The Great Trinity Debate

Posted by David Barron June - 21 - 2010 - Monday ADD COMMENTS

The debate ended several weeks back with my failure to provide further commentary.  It was interesting to read to the extent that both sides were able to present their own perspectives, but little new came from it.  Perhaps the most interesting points were in the rebuttals, especially with Burke’s extensive and proper use of agency in opposing Bowman’s arguments.  I walked away thinking as I had before, that Bowman does not understand how Jewish authors/readers viewed agency texts. 

From my own discussions elsewhere with a few individuals it is apparent that Trinitarians are struggling to address and even understand agency and the christological implications.  More than anything, I have found an attempt to dismiss the evidence as not inspired.  Such arguments fail to understand the point.  The issue is not whether the specific texts are inspired or whether the teachings they contain are accurate, but it is a matter of Jewish thinking and their use of scripture for exalted agents.  That this is significant to the Bible is evident in the parallels between Jewish literature and the Bible.  There are repeated parallelisms between the Bible and other Jewish literature in the language used of Christ and that of other exalted agents, respectively.  There are even clear examples of agency in the New Testament that lack christological significance.   As this information becomes more commonly available many will undoubtedly have their eyes opened to the truth.

Richard Bauckham and the angel Yahoel

Posted by David Barron September - 13 - 2009 - Sunday 7 COMMENTS

I have been reading Richard Bauckham’s Jesus and the God of Israel: God Crucified and Other Studies on the New Testament Christology of Divine Identity.
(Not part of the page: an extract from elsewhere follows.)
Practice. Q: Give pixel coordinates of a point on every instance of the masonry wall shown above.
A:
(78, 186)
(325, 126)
Within this material, as far as I have progressed through it, Bauckham presents a number of points worthy of consideration, yet I have noted a tendency for him to be almost dismissive of evidence contrary to his position.

One clear example of Bauckham’s dismissiveness is when discussing the angel Yahoel (Jaoel).  From the Apocalypse of Abraham (a monotheistic Jewish text, contemporary to the apostles from the mid-late first century AD), this angel has God’s ‘ineffable Name dwelling in him.’  This is at the least an allusion to Exodus 23:21 where the angel is said to have God’s name in him, though Buackham goes a step further, suggesting the text “is clearly intended to represent him [Yahoel] as the angel of Exodus 23:21” (Bauckham, 224).

The name Yahoel is a combination of YHWH (Jehovah) and EL (God), with scholars such as Hurtado and McGrath, among others, recognizing this as God’s name within this angel.   Bauckham rejects this, arguing for a meaning parallel to Elijah, meaning ‘YHWH is God’ (ibid., 226).  In support of this he cites Sefar ha-Razim where an angel by this name is cited, having a relatively low rank.  Yet this source is from the late third or early fourth century, too far removed to carry certain weight.

Bauckham seems to largely overturn his own case from Sefar ha-Razim.  Far from a low ranking angel in the Apocalypse of Abraham, “there are also indications that he leads or supervises the worship of God in heaven (12:4; 17:2-6; 18:11),” (ibid., 225) while also “the author of the Apocalypse of Abraham… has concluded that the angel in question is the heavenly high priest” (ibid.).   Yet most damaging to Bauckham’s claims (a fact he mentions but fails to engage) is that God’s name is also called Yahoel within this text:

“Eli, that is, My God-
Eternal, might holy Sabaoth,
very glorious El, El, El, El, Jaoel!”

There is good likelihood that Yahoel was used in place of the divine name, viewed as too sacred have written entirely (G.H. Box, The Apocalypse of Abraham [New York, The Macmillan Company, 1919]).   This being the case, Bauckham’s objection that Yahoel is used “rather than yhwh itself” is without merit (Bauckham, 225-6).  That the name is shared by God and the angel does not identify the angel as Jehovah God himself, a point that Bauckham seems to miss.  The angel is God’s agent, given the name and appointed to a certain task as God’s representative.

If this angel is viewed as the same one in Exodus 23:21, the notion that the angel of Jehovah is Jehovah ontologically can be dismissed within this first century Jewish interpretation.  If Yahoel is not the angel of Exodus 23:21, that the indwelling of God’s name is done for another to use his name as their own demonstrates the same point.

The christological implications of this are significant, which Bauckham seeks to avoid.  This early Jewish monothesitic outlook would find Jesus-indwelt with the divine name-identifiable with Jehovah without equating the two ontologically.   Many, as Bauckham, suggest kurios, when in application to Christ, often serves to identify him with Jehovah ontologically.  Yet if the name of God has been given to him (Phi. 2:9-11), it would serve to do no more than identify Jesus as Jehovah’s agent, the one indwelt with the name and given divine authority and prerogatives.  Indeed, this would serve as evidence that Jesus is not Jehovah ontologically.